In connection with a sales contract on consumer goods, neither the buyer´s positive knowledge of defects at the time of conclusion of the sales contract, nor his grossly negligent ignorance excludes warranty claims for material defects according to the new law. In B2B transactions, however, claims for material defects remain excluded if the buyer is aware of the defect.

 

III. Conclusion and Recommendations for Action

The parallel introduction of the new general concept of defects as well as the extended concepts of defects for consumer contracts for the sale of goods with digital elements on the one hand and for consumer contracts for digital products on the other hand ultimately leads to a three-way split of the law on material defects, not necessarily making the legal situation clearer. Moreover, many new definitions and conceptual delimitations and, consequently, of the applicable provisions from one another will only be filled out by case law in the course of the coming years; until then, there will inevitably be some legal uncertainty. This, for example, also applies to the indeterminate legal terms "customary use" and "usual condition" in connection with the new general concept of defect.

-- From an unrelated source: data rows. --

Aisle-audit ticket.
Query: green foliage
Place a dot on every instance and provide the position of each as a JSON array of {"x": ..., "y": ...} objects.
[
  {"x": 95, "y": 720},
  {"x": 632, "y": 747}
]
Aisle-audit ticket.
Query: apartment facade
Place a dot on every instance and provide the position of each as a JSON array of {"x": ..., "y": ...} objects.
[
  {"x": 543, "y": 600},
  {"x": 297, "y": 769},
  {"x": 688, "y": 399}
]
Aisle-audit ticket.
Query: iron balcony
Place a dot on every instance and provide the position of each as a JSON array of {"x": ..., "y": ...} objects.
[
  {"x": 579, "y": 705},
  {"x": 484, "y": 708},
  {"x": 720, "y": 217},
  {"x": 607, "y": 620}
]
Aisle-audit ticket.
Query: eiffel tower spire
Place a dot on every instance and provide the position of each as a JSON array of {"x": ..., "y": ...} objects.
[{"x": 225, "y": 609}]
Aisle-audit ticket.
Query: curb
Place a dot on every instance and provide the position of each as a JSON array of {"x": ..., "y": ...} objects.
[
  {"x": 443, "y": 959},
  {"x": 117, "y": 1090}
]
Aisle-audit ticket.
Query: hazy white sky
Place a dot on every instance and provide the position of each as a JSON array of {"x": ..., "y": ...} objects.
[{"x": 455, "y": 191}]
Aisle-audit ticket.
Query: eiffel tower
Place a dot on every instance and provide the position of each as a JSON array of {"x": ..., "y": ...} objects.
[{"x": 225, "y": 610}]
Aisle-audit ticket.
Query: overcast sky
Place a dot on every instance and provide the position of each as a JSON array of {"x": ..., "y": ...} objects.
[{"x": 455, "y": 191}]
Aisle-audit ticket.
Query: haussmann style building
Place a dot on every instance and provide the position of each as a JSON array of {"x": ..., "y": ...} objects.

In any case, businesses already need to take action with regard to their contracts:

1. B2B

  • If businesses (on the sales side) want to prevent the application of the objective defect concept in B2B contracts, they must put all general terms and conditions (“GTC”) as well as framework agreements with their B2B customers to the test and – if an amendment of an existing agreement can be negotiated with the respective contractual partner – include a negative quality agreement with respect to individual purchase contracts concluded under these framework agreements from 1 January 2022. In the case of new GTC or future amendments to GTC and new framework agreements, the deviation must be addressed immediately in the contract.
  • With regard to supplier recourse, there may be a need for adjustment or for initial agreement on the part of the seller with regard to a maximum time limit.
  • Furthermore, on the purchasing side, companies should ensure as far as possible by means of possible contract adjustments or by means of regulations in the case of new contracts, that their own (upstream) suppliers are equally obliged to fulfil contractual obligations towards them as they themselves are towards their customers, in particular with regard to the fulfilment of the update obligation.


2. B2C

  • Firstly, on the sales side in B2C business, the update obligation must be contractually represented (GTC as well as individual contracts). Furthermore, any warranty declarations must be adapted to the new legal requirements.
  • Then, taking into account the increased requirements, explicit and separate agreements concerning the deviation of a purchased item from the objective requirements must be implemented (negative quality agreements). Thus, the contractual documents with consumers must be designed in such a way that the consumer is aware when making his contractual declaration that he is acquiring an object of purchase which deviates or may deviate from the objective requirements for the conformity with the contract.
  • The foregoing applies both to general characteristics of the item of sale as well as to the scope and duration of the updating of its digital elements. In this context, where possible, sellers should at the same time expressly and separately agree with their consumer buyers on the duration of the updating as a deviation from the objective requirements for the digital elements – so that the end of the seller's liability for a breach of its updating obligation can be determined.
  • In consumer sales contracts for goods where digital elements are provided on a permanent basis, sellers should also, as far as possible, specify the period of provision of digital elements in the contract with the buyer in order to avoid disputes about the duration of their liability for defects in the digital elements from the outset.